When I started work and got my first pay cheque it made an immediate difference to me and to a lesser extent my household. Going out to work exposed me to a different world. I quickly made new friends, including with a male colleague who indicated his fondness of me. I fell for him and my first romantic affairs simply turned my head. I soon stopped regular attendance at church, started going to the cinema and a few parties, and I became hooked on this new life.
The relationship with the first guy did not last too long, and I felt heartbroken when we separated but quickly got into a relationship with another guy. That also was brief. Another guy came into my life and we even went on an overseas holiday and stayed at some of his relatives.
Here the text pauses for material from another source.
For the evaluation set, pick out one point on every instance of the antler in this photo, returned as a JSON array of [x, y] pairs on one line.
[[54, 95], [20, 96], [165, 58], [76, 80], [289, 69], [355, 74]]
My mother, who had never left the island, was absolutely angry at my actions although I saw nothing wrong.
I soon got pregnant and told my mother, who erupted in anger, shouting that I would only end up with a lot of children with different fathers and pure hardships. I told my boyfriend that my mother was being unreasonable and that I wanted to move out and be with him, to which he agreed.
By the time I was arranging to have my things moved from home, I told my boyfriend that I was pregnant. I expected that he would have been elated with the news, but rather than responding with joy, he demanded that I abort the pregnancy since he did not want to have any parental responsibilities at that stage. He then loudly stated that he did not want to have any live-in relationships. I had to stay put.
I got the abortion, but my mother was absolutely annoyed. I could hear her at night before she went to sleep praying aloud and asking God to forgive me and the wrong I had done. I felt liberated when two of my friends told me they had had abortions – yes, plural – and that nothing was wrong with seeking such medical intervention rather than having an unwanted burden.
I subsequently met a guy whom I really fancied and I felt also loved me. It was only a matter of months before I moved out from home and in with him. He had shared a house with another male friend and we three lived there in a two-bedroom apartment. His friend did not have a steady girlfriend but would have at least three different girls coming to see him, sometimes sleeping over on different nights.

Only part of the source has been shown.